# Quick question regarding G0704...



## kizmit99 (Oct 7, 2014)

Hi All, I have a Grizzly G0704 mill and was using it for some fairly heavy work this weekend.  Afterward I noticed a couple of "issues" that I don't think existed before...

First, after doing some heavy side cutting with an end mill (imagine a side cut on a .750" thick 4041 steel plate taking about a .075" off per pass, quill extended about 1 inch) after a pass was complete it seemed like the quill didn't want to retract very easily.  It's not like it was stuck, just "sticky" when retracted.  After a couple of extensions and retractions it seems fine.  I suspect the operation may have been placing too much side-load on the spindle.

Also, after completing the work, I was left with the impression that spindle wasn't as easy to spin (by hand) as it was prior.  It spins in the normal (clockwise) direction fairly easily, but it seems like spinning it in reverse is more difficult that I remember it being prior to this weekend.  This led me to running the spindle (under power) in reverse (something I've probably not done since the initial mill break in when it was new (about 18 months ago)).  In reverse the spindle is turning at about half the speed it turns in forward, and there seems to be a "noise" coming from the head which definitely isn't there when it's running in forward, and I doubt was there previously but honestly don't know.
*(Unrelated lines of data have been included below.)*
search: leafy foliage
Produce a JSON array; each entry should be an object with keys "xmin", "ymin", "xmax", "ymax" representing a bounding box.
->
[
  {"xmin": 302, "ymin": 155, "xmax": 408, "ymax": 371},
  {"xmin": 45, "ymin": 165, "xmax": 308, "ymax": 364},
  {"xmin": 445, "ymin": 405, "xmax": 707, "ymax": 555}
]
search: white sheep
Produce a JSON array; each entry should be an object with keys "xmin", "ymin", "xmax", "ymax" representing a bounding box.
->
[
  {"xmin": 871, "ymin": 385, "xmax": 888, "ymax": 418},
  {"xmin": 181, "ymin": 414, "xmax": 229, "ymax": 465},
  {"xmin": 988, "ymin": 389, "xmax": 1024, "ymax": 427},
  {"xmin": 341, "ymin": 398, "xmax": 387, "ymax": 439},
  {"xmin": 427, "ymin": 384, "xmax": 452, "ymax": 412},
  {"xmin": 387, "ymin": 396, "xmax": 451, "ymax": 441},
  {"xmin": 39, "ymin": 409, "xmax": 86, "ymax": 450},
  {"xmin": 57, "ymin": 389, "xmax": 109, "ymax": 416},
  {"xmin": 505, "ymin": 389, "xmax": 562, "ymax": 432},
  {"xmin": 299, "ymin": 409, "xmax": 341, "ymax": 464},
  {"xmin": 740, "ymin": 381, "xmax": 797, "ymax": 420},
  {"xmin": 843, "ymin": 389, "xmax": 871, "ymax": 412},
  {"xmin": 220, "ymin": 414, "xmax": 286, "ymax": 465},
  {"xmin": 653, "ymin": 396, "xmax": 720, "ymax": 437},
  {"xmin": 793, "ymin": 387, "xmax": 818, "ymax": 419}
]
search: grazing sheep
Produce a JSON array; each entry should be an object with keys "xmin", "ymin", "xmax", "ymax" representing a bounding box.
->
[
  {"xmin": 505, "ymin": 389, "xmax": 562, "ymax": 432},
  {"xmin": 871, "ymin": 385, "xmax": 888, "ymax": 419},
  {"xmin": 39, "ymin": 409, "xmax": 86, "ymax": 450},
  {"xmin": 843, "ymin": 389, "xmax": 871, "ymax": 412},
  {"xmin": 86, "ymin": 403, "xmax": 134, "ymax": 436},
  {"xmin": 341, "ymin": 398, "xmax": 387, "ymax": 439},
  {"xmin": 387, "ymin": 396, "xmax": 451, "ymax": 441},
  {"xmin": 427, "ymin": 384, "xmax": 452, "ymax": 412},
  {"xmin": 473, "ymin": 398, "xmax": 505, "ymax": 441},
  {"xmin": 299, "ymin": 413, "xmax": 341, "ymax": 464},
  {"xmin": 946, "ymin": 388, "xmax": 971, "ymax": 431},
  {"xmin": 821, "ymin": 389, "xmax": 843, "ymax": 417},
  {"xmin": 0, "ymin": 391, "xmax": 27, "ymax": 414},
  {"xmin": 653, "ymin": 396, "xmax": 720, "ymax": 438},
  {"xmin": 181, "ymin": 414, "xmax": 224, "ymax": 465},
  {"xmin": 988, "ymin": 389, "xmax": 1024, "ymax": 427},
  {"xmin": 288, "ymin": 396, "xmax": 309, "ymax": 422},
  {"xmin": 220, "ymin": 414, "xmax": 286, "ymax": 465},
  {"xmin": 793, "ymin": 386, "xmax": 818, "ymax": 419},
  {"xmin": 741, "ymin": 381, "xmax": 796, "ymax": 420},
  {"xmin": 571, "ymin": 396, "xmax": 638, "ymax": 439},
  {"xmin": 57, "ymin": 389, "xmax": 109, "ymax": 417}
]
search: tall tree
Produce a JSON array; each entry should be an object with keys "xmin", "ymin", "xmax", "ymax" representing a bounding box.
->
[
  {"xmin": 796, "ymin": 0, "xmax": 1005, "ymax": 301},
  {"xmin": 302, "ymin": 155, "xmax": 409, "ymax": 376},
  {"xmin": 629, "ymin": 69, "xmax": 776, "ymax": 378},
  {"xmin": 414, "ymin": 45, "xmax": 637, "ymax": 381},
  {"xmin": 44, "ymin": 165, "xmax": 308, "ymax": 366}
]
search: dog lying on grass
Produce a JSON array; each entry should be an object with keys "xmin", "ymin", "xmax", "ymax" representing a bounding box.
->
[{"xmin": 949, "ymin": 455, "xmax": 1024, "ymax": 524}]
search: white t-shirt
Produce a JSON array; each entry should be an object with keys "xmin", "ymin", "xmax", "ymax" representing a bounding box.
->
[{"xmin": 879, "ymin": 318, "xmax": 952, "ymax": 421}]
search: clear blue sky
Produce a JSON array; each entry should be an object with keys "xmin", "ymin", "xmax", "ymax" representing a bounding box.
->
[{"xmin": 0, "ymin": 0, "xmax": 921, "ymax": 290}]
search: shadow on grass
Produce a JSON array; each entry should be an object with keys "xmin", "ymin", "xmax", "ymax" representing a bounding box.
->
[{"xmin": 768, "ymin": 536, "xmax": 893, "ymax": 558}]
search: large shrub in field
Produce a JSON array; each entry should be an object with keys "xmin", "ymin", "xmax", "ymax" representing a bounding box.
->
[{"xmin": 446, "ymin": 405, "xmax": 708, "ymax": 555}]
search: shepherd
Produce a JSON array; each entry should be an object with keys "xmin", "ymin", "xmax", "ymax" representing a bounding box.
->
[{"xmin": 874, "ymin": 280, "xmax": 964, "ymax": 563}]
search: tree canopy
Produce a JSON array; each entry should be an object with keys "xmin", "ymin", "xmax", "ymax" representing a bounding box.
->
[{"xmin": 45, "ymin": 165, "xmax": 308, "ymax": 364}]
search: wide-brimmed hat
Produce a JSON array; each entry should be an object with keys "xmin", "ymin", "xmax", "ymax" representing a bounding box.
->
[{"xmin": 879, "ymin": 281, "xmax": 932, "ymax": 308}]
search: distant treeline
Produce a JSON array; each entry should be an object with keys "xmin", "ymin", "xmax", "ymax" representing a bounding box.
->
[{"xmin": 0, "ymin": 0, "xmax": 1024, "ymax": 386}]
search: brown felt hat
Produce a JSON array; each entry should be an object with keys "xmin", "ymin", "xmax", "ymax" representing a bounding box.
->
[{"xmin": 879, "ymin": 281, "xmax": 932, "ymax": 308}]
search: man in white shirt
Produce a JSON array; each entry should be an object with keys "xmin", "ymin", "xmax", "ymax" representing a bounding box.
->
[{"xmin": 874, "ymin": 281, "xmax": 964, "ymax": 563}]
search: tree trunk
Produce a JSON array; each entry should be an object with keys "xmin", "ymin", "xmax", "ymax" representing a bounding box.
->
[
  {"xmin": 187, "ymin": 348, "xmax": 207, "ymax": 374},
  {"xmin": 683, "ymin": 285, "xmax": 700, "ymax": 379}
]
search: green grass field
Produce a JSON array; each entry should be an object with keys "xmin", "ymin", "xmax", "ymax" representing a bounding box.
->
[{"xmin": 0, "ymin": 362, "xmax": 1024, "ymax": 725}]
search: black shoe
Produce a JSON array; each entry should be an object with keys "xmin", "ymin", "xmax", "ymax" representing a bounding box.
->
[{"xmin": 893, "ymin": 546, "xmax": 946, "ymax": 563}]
So, can folks with a G0704 chime in on the following:

1) Does your spindle take about the same force to spin (by hand) forward as in reverse?
2) When you run your spindle in reverse, does it spin at the same RPM as it does in forward (if you don't change the speed adjuster)?

Thanks.


----------



## kd4gij (Oct 7, 2014)

First the spindle does infact spin about half the speed in reverse that is normale. For the second mine is allitle stiffer when turning backwards in gear. Try putting it in nutrial and turning it. And yes you where taking an alfull havey cut for a 704.


----------



## kizmit99 (Oct 7, 2014)

kd4gij said:


> First the spindle does infact spin about half the speed in reverse that is normale. For the second mine is allitle stiffer when turning backwards in gear. Try putting it in nutrial and turning it. And yes you where taking an alfull havey cut for a 704.



Thanks for input!  I'll try your suggestion of putting it in neutral and see how it feels - good idea!


----------